Барон сорвал цветок, жадно вдохнул его аромат и страстно прильнул губами к лепесткам, словно это были уста возлюбленной – нежные, розовые и душистые. Разлученный с Изабеллой, он беспрестанно думал о ней, все яснее понимая, что не сможет жить без возлюбленной. В первые дни после возвращения в замок он все еще был полон дорожных впечатлений, воспоминаний о драматических событиях, в которых участвовал, и озадачен крутыми поворотами собственной судьбы. Именно поэтому он не мог дать себе отчет об истинном состоянии своей души. Но теперь, когда он вновь погрузился в одиночество, праздность и безмолвие, каждая мысль неизбежно приводила его к Изабелле. Ее образ заполнил до краев его ум и сердце, и в сотый раз перебрав в уме все препятствия, стоявшие на пути к счастью, Сигоньяк твердил одно и то же: «Как бы там ни было, но Изабелла любит меня!..»
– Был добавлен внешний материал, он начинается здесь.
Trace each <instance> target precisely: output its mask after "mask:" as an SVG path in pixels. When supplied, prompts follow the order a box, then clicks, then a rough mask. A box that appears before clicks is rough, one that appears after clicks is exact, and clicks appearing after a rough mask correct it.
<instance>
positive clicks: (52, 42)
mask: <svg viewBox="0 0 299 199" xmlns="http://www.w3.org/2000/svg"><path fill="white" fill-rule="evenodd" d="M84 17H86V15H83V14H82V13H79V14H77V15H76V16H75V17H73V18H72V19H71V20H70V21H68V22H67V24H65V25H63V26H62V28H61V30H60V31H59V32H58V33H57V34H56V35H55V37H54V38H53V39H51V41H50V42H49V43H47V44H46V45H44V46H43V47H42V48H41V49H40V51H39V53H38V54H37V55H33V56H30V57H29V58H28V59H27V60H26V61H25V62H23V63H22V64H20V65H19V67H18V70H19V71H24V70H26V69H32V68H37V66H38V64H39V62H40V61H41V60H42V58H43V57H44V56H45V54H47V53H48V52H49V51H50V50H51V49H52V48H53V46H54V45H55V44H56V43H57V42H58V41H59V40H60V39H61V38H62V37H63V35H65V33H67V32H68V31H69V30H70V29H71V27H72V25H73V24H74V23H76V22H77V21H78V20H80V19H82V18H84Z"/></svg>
Так минуло больше двух месяцев. Но однажды, когда Сигоньяк, сидя в своей спальне, подыскивал заключительную строку к сонету, посвященному возлюбленной, неожиданно наверх поднялся Пьер и взволнованно доложил господину, что некий нарядный кавалер желает немедленно видеть его.
– Кавалер? – несказанно изумился барон. – У тебя либо горячка, старина, либо он просто заблудился! Никому на свете нет до меня никакого дела. Но так и быть, веди сюда этого чудака. Кстати, как его имя?